Baleares

La vivienda en Ibiza es para tirarse de los pelos: 500 euros por una cama en el salón de un piso

Así lo relata Silvina, una inmigrante colombiana que llegó en 2023 a la isla con su hija

Un informe sobre exclusión social denuncia el subarrendamiento ilegal de habitaciones

Ibiza Vivienda
Indalecio Ribelles
  • Indalecio Ribelles
  • Redactor de OKBaleares, información local de Palma, social y política. Antes, redactor en EL MUNDO/ Baleares durante 20 años.

En la isla de Ibiza con el precio del metro cuadrado más elevado de Baleares (entre 7.000 y 8.500 euros) donde cuatro de sus localidades lideran, junto a San Sebastián, la lista de municipios en los que comprar una vivienda es más caro de toda España, hay relatos estremecedores sobre las consecuencias derivadas de este auténtico drama social y que están recogidos el extenso informe Foessa sobre Desarrollo y Exclusión Social.

Silvina, una mujer colombiana de 48 años, llegó a Ibiza en mayo de 2023 junto a su hija de 18, alentada por familiares que le prometieron apoyo y oportunidades laborales en la hostelería. Sin embargo, al llegar, se encontró con una realidad muy distinta.
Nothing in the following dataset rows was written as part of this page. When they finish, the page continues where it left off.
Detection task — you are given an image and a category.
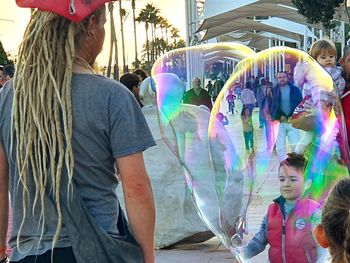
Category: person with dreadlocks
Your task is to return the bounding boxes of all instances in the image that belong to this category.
[0,0,155,263]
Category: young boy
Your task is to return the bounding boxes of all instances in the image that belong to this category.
[237,153,324,263]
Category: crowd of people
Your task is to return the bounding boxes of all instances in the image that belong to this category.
[0,0,350,263]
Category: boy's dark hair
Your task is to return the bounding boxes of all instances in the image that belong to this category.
[280,152,307,171]
[3,64,15,78]
[343,44,350,59]
[119,73,141,91]
[321,178,350,262]
[241,106,252,117]
[132,68,147,81]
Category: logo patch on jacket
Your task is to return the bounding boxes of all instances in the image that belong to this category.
[295,218,306,230]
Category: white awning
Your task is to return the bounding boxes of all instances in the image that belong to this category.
[202,18,316,41]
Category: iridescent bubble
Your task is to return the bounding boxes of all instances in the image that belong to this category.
[152,44,349,260]
[152,44,254,252]
[208,47,348,260]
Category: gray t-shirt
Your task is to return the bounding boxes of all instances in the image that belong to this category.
[0,74,155,261]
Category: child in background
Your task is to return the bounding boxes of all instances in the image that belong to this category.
[314,178,350,263]
[216,112,229,126]
[292,39,345,153]
[226,89,236,114]
[241,107,254,152]
[236,153,327,263]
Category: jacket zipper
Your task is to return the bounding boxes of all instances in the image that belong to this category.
[282,220,287,263]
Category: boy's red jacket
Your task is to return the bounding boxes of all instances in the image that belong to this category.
[267,199,319,263]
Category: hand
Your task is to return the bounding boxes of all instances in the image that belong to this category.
[0,252,10,263]
[303,99,315,111]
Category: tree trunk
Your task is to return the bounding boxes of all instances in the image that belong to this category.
[119,0,127,73]
[131,0,139,68]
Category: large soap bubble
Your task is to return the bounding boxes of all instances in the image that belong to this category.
[208,47,348,260]
[152,44,349,261]
[152,44,254,252]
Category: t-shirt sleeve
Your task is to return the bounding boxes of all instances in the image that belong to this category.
[108,89,156,158]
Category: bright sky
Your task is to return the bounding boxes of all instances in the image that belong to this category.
[0,0,186,65]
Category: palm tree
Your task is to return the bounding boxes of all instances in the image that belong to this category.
[145,4,160,64]
[107,2,119,79]
[119,0,127,73]
[170,27,180,45]
[136,8,150,67]
[131,0,139,68]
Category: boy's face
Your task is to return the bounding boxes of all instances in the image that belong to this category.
[316,53,335,68]
[278,165,304,201]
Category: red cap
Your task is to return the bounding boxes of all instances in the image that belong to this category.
[16,0,114,22]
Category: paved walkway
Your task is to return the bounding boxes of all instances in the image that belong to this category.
[156,101,279,263]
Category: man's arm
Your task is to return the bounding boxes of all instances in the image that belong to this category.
[117,153,155,263]
[0,143,9,261]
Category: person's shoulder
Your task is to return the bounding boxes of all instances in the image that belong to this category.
[73,74,129,93]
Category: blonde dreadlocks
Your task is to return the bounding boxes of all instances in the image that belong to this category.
[11,6,105,251]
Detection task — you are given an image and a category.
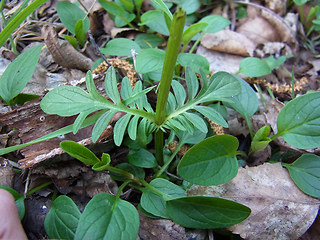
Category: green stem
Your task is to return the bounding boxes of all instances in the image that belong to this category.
[155,8,186,166]
[154,142,183,178]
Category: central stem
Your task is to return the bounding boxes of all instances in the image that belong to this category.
[154,8,186,165]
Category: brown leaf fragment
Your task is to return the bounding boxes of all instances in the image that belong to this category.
[187,163,320,240]
[41,25,93,71]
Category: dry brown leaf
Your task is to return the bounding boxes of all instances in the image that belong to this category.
[201,30,255,57]
[187,163,320,240]
[41,25,93,71]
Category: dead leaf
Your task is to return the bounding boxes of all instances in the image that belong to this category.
[41,25,93,71]
[201,30,255,57]
[187,163,320,240]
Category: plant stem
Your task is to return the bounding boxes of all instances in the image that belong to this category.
[154,8,186,166]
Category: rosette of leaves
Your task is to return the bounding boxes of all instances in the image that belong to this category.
[41,67,240,146]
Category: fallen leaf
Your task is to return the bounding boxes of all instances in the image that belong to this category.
[187,163,320,240]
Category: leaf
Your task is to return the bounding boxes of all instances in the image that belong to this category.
[282,153,320,198]
[134,33,162,49]
[92,153,111,171]
[113,114,132,146]
[44,195,81,240]
[60,141,100,165]
[140,178,186,218]
[224,76,259,120]
[151,0,173,20]
[75,193,139,240]
[239,57,272,77]
[167,196,251,229]
[136,48,165,74]
[100,38,141,57]
[178,53,210,74]
[0,186,26,220]
[139,10,169,36]
[104,66,121,104]
[199,15,231,33]
[194,106,228,128]
[183,112,208,133]
[92,110,115,142]
[0,45,42,103]
[186,66,199,100]
[171,80,187,106]
[178,135,239,185]
[128,148,157,168]
[182,22,208,46]
[250,126,271,154]
[277,92,320,149]
[178,0,201,15]
[187,163,319,240]
[57,1,90,34]
[40,85,102,116]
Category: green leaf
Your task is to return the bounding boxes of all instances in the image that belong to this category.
[178,0,201,14]
[250,126,271,154]
[92,153,111,171]
[75,193,139,240]
[104,66,121,104]
[0,0,47,47]
[60,141,100,165]
[134,33,162,49]
[151,0,173,20]
[178,53,210,73]
[44,195,81,240]
[128,148,157,168]
[182,22,208,46]
[186,66,199,100]
[136,48,166,74]
[276,92,320,149]
[74,19,87,46]
[140,10,169,36]
[224,76,259,120]
[113,114,132,146]
[128,116,140,140]
[92,110,115,142]
[40,85,102,116]
[178,135,239,185]
[199,15,231,33]
[57,1,90,34]
[167,196,251,229]
[0,45,42,103]
[100,38,141,57]
[239,57,272,77]
[140,178,186,218]
[0,186,26,220]
[171,80,187,106]
[183,112,208,133]
[193,106,228,128]
[282,153,320,198]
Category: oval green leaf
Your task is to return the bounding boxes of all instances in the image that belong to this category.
[44,195,81,240]
[178,135,239,185]
[276,92,320,149]
[75,193,139,240]
[282,153,320,198]
[167,196,251,229]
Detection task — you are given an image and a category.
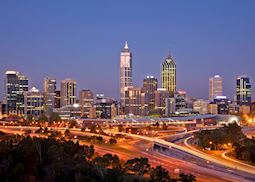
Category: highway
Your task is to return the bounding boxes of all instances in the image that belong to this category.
[0,126,255,182]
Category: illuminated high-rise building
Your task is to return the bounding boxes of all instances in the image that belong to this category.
[43,78,56,114]
[60,79,76,107]
[236,76,251,105]
[209,75,223,101]
[125,87,142,115]
[161,55,176,97]
[24,87,44,117]
[4,71,28,114]
[120,42,133,107]
[79,90,94,118]
[142,76,158,115]
[155,88,170,114]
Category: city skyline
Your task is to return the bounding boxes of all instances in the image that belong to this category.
[0,1,255,99]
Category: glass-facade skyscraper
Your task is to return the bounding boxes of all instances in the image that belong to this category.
[236,76,251,105]
[120,42,133,107]
[142,76,158,115]
[161,55,176,97]
[209,75,223,101]
[4,71,28,114]
[60,79,76,107]
[44,78,56,114]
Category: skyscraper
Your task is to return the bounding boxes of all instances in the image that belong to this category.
[125,87,142,115]
[79,90,94,118]
[209,75,223,101]
[142,76,158,115]
[155,88,170,114]
[44,78,56,114]
[236,76,251,105]
[4,71,28,114]
[120,42,133,107]
[60,79,76,107]
[161,55,176,97]
[24,87,44,118]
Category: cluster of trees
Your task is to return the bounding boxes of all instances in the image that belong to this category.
[0,136,196,182]
[234,138,255,164]
[195,123,245,150]
[195,123,255,163]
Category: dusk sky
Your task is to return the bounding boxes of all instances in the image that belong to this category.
[0,0,255,99]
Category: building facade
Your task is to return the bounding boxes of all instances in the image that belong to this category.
[174,90,187,111]
[125,87,142,115]
[193,99,209,114]
[209,75,223,101]
[60,79,76,107]
[43,78,56,114]
[94,94,118,119]
[142,76,158,115]
[236,76,251,105]
[4,71,28,115]
[155,88,170,114]
[24,87,44,118]
[161,55,176,97]
[120,42,133,107]
[79,90,94,118]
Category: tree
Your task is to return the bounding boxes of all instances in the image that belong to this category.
[109,138,117,144]
[50,112,61,121]
[150,166,170,182]
[118,125,123,132]
[89,125,96,133]
[37,114,48,122]
[83,145,95,159]
[125,157,150,176]
[178,173,197,182]
[27,114,34,122]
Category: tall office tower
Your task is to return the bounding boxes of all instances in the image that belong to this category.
[4,71,28,114]
[44,78,56,114]
[193,99,209,114]
[174,90,187,111]
[79,90,94,118]
[161,55,176,97]
[95,94,118,119]
[209,75,223,101]
[54,90,61,108]
[155,88,170,114]
[236,76,251,105]
[60,79,76,107]
[125,87,142,115]
[120,42,133,107]
[142,76,158,115]
[24,87,44,118]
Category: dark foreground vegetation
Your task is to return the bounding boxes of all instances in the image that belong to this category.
[195,123,255,164]
[0,133,196,182]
Sus familiares sólo le ofrecieron una cama en el salón por 500 euros mensuales, y no encontró trabajo formal debido a su situación administrativa irregular.

Acabó realizando labores de limpieza en la economía sumergida, con largas jornadas y bajos sueldos.

Esta realidad refleja, como se indica en este documento, una de las principales formas de vulnerabilidad en Ibiza: aunque hay empleo en sectores como la hostelería y la limpieza, la falta de regularización impide el acceso a derechos laborales. Las personas sin papeles no tienen contrato, Seguridad Social ni seguro médico, lo que las hace invisibles ante el sistema y expuestas a abusos.

Tras muchas dificultades, consiguió alquilar una habitación por 750 euros, subarrendada por las inquilinas originales. Este tipo de subarrendamiento es común en la isla y responde tanto a abusos como a estrategias de supervivencia en contextos precarios.

Quienes viven en una habitación raramente tienen un contrato formal de alquiler, ya que impera el subarriendo, lo que les impide también empadronarse en la vivienda y acceder a los derechos que el padrón les confiere. Legalmente, continúa relatando este informe demoledor sobre el drama social del casi imposible acceso al mercado de la vivienda en Ibiza, estas personas están indefensas: no pueden demostrar en ningún caso que residen en la vivienda, por lo que se ven expuestas a toda clase de vulneraciones de derechos.

Estos van desde una subida del precio que pagan, a tener que aceptar situaciones y condiciones que no les hace estar cómodas por el miedo a que puedan echarlas de la casa. Esa inseguridad no solo desgasta a nivel de salud mental, sino que convierte el espacio donde alguien vive, que debería ser un lugar seguro que proporcione tranquilidad y descanso, en un generador de tensiones y problemas.

Que el hogar sea un espacio de conflicto también influye en otros aspectos de la vida diaria. La falta de alimentación saludable por la restricción del acceso a la cocina, como le ocurre a Silvina, y la falta de descanso al tener que estar alerta ante las actitudes de sus compañeras pueden afectar a su salud y su rendimiento en el trabajo, que puede llegar a peligrar.

El empleo de Silvina, al igual que el de muchas personas que viven en habitaciones, no es de calidad, lo que implica estrés económico al tener que gestionar el llegar a fin de mes con un sueldo insuficiente.

La hija de Silvina, asimismo, ha sido testigo de las vulneraciones de derechos y las agresiones que ha sufrido su madre en casa. La inseguridad y el miedo han dominado su vida el tiempo que ha residido en esta vivienda, lo que desde luego ha afectado a su desarrollo personal.